A morte, de fato, sempre ocupou lugar privilegiado em alguns dos principais eventos promovidos pela humanidade, desde os espetáculos punitivos dos suplícios, das fogueiras e das guilhotinas, passando pelos antigos torneios romanos, com seus leões, gladiadores e sangue derramado até o famoso Touro de Bronze, do século VI a.C.
+Leia também: Cérebro antigo, mundo moderno
O testemunho da morte mobiliza sempre. Ela se apresenta logo no início de muitas das histórias infantis mais clássicas. Diante da morte, real ou simbólica, somos todos quase sempre muito vulneráveis. Difícil não sermos capturados quando vemos algo que prezamos, como o bom debate ou a democracia, morrerem diante de nós.
Mortes anunciadas através da perplexidade que se abate sobre nós a cada fala absurda, provocação baixa, ataque infantil ou notícia falsa difundida por esses que erguem fileiras contra o debate civilizado, propositivo e construtivo, dilacerando as regras que organizam a vida e o convívio social, anunciando a morte da política.
Freud mostra que, em nosso psiquismo, a morte se faz presente através de impossibilidades e contradições. Impossibilidades porque ela não encontra sua representação no inconsciente. Cabe dizer ainda que, no campo inconsciente, sustentamos a fantasia da imortalidade.
Porém, ao mesmo tempo e de forma contraditória, uma das forças constitutivas do inconsciente é, justamente, o nosso impulso para a morte – pulsão de morte como Freud a denominou.
Nossos impulsos amorosos não são opostos aos destrutivos. No psiquismo, cada uma destas tendências, amorosidade ou agressividade, vida e morte, possuem “origem” e “vida” própria. Entender que mesmo uma pessoa muito boa é capaz de sentir raiva e fascínio pelo absurdo ajuda a explicar por que até quem não compactua com discursos violento acaba comentando, assistindo e, em muitos níveis, se conectando com esse tipo de gente.
Não estamos mais nos tempos do Coliseu romano, mas o milênio não refreou nossos impulsos agressivos.
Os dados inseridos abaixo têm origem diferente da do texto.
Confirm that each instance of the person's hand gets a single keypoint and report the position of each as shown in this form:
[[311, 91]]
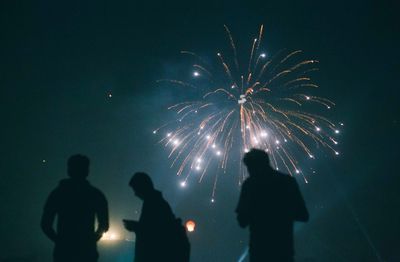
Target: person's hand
[[130, 225]]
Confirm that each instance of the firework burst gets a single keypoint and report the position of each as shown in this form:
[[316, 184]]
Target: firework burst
[[265, 103]]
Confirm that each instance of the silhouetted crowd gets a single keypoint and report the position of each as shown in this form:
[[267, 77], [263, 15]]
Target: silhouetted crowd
[[269, 204]]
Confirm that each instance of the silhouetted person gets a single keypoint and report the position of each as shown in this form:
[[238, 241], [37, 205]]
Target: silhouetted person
[[76, 204], [269, 204], [159, 235]]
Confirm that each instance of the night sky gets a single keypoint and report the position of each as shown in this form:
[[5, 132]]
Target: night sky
[[61, 60]]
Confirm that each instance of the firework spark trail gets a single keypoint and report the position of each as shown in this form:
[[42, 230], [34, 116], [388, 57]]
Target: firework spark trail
[[267, 106]]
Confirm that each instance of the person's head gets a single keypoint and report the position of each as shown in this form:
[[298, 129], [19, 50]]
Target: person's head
[[257, 162], [78, 166], [141, 184]]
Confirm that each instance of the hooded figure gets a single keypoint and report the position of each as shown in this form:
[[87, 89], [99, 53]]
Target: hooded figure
[[159, 235], [76, 204], [269, 204]]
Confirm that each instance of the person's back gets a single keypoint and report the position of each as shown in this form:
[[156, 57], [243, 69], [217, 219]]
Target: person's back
[[269, 204], [157, 232], [76, 204]]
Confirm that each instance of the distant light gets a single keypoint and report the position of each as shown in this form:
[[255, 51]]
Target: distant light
[[110, 236], [190, 225]]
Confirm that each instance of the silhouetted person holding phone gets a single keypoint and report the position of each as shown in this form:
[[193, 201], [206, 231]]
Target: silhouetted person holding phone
[[269, 204], [76, 204], [159, 235]]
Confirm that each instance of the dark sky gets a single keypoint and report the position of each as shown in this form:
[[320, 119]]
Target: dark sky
[[60, 59]]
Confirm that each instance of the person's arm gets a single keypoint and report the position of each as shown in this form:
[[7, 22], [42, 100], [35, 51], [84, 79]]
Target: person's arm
[[48, 217], [300, 209], [102, 217], [243, 207]]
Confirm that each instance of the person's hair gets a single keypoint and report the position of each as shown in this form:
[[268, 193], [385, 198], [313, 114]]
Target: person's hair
[[256, 158], [78, 166], [141, 180]]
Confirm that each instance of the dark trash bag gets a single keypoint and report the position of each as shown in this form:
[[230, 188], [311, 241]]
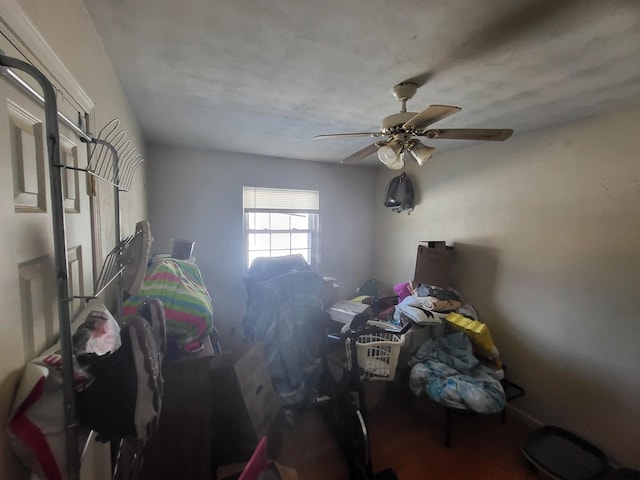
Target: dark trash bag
[[400, 195]]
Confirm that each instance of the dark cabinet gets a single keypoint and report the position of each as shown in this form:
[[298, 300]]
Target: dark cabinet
[[215, 409]]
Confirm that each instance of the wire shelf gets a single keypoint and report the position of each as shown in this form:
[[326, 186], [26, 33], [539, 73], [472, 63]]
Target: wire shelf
[[113, 157]]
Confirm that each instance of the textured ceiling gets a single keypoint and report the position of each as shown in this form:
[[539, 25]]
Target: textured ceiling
[[265, 76]]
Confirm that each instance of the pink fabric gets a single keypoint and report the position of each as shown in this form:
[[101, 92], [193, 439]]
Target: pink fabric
[[402, 290], [32, 436], [257, 463]]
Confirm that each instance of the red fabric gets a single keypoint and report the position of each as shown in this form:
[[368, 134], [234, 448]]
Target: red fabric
[[257, 463], [32, 436]]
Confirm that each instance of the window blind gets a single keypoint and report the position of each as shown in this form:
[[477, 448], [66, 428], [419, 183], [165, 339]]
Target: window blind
[[280, 199]]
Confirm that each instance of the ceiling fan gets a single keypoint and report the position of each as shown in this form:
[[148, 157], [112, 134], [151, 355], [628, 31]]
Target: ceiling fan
[[400, 129]]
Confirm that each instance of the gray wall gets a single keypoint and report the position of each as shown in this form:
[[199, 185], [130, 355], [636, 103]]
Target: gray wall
[[198, 195], [546, 230]]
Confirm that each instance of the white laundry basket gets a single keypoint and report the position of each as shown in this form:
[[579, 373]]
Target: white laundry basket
[[377, 352]]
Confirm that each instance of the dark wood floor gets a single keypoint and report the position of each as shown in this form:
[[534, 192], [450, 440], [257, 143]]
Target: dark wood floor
[[407, 435]]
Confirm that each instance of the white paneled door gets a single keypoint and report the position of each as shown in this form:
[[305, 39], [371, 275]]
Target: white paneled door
[[29, 320]]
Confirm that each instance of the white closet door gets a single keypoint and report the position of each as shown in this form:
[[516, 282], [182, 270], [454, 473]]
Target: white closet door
[[29, 322]]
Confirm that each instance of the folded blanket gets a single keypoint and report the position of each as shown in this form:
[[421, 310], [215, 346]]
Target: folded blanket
[[187, 304], [447, 372]]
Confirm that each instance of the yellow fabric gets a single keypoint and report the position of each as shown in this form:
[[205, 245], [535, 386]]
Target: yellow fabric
[[477, 331]]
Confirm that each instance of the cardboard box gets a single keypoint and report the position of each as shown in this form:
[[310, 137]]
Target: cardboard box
[[344, 310], [244, 405], [433, 264]]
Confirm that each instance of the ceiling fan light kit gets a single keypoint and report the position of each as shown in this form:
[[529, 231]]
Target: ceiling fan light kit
[[390, 155], [403, 126], [421, 153]]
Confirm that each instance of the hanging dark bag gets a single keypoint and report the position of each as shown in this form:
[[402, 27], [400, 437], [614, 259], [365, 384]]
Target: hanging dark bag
[[400, 194]]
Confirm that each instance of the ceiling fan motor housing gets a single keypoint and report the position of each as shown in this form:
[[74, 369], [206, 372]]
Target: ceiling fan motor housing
[[396, 120]]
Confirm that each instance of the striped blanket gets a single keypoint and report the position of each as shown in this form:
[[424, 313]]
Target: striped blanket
[[187, 304]]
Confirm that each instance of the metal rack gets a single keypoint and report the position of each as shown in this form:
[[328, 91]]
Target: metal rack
[[112, 159]]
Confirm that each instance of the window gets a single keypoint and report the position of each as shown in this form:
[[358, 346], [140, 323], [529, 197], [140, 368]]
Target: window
[[281, 222]]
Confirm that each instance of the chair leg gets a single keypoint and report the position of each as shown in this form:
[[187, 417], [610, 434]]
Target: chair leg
[[447, 427]]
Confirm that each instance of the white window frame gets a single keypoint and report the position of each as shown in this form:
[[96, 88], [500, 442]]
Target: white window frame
[[278, 201]]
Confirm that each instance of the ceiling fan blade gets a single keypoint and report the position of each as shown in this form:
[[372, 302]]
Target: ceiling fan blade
[[360, 154], [339, 135], [489, 134], [429, 115]]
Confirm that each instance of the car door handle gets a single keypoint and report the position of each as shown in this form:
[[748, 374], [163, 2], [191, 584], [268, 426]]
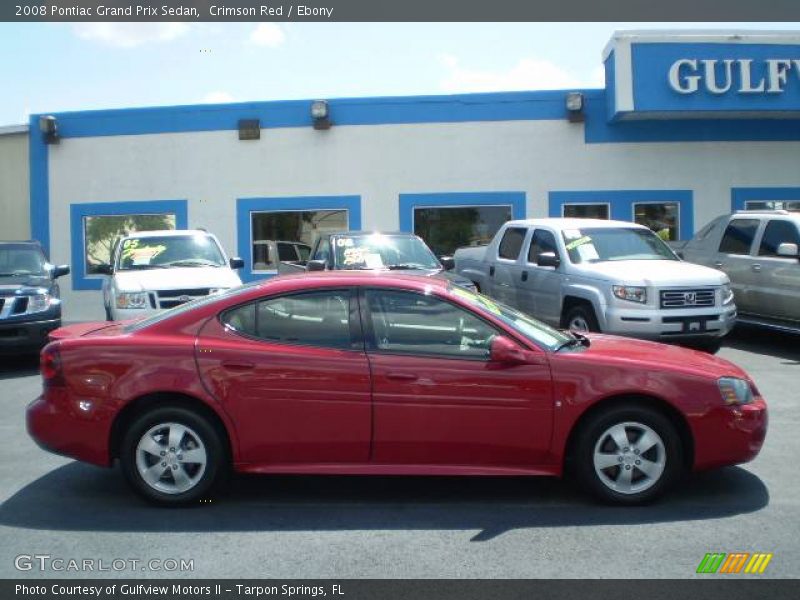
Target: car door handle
[[402, 376], [233, 365]]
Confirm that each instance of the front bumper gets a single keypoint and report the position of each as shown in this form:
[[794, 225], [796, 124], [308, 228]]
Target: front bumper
[[25, 336], [730, 435], [664, 325]]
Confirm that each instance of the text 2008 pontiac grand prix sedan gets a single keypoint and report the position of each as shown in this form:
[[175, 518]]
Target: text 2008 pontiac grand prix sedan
[[364, 373]]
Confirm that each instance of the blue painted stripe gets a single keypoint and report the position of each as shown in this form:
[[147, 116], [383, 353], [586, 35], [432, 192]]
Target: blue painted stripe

Hoje, a barbárie extrapola a dimensão da morte física, alcançando também uma morte simbólica, que arrasta consigo a nossa capacidade de dialogar e sustentar uma vida política.
+Leia mais textos da coluna Relações Simplificadas
Os facínoras da política aglutinam a raiva suspensa no ar, atualizando a possibilidade da morte do outro não como o fim de tudo, mas como promessa do fim de um sofrimento, como ocorre com os suicidas. O que fascina é aquilo que atrai, não importa se é belo ou mórbido.
E, como moscas atraídas pela lâmpada, seguimos amando ou odiando, mas sempre atraídos, falando e dando voz a esses carrascos simbólicos da vida social e política.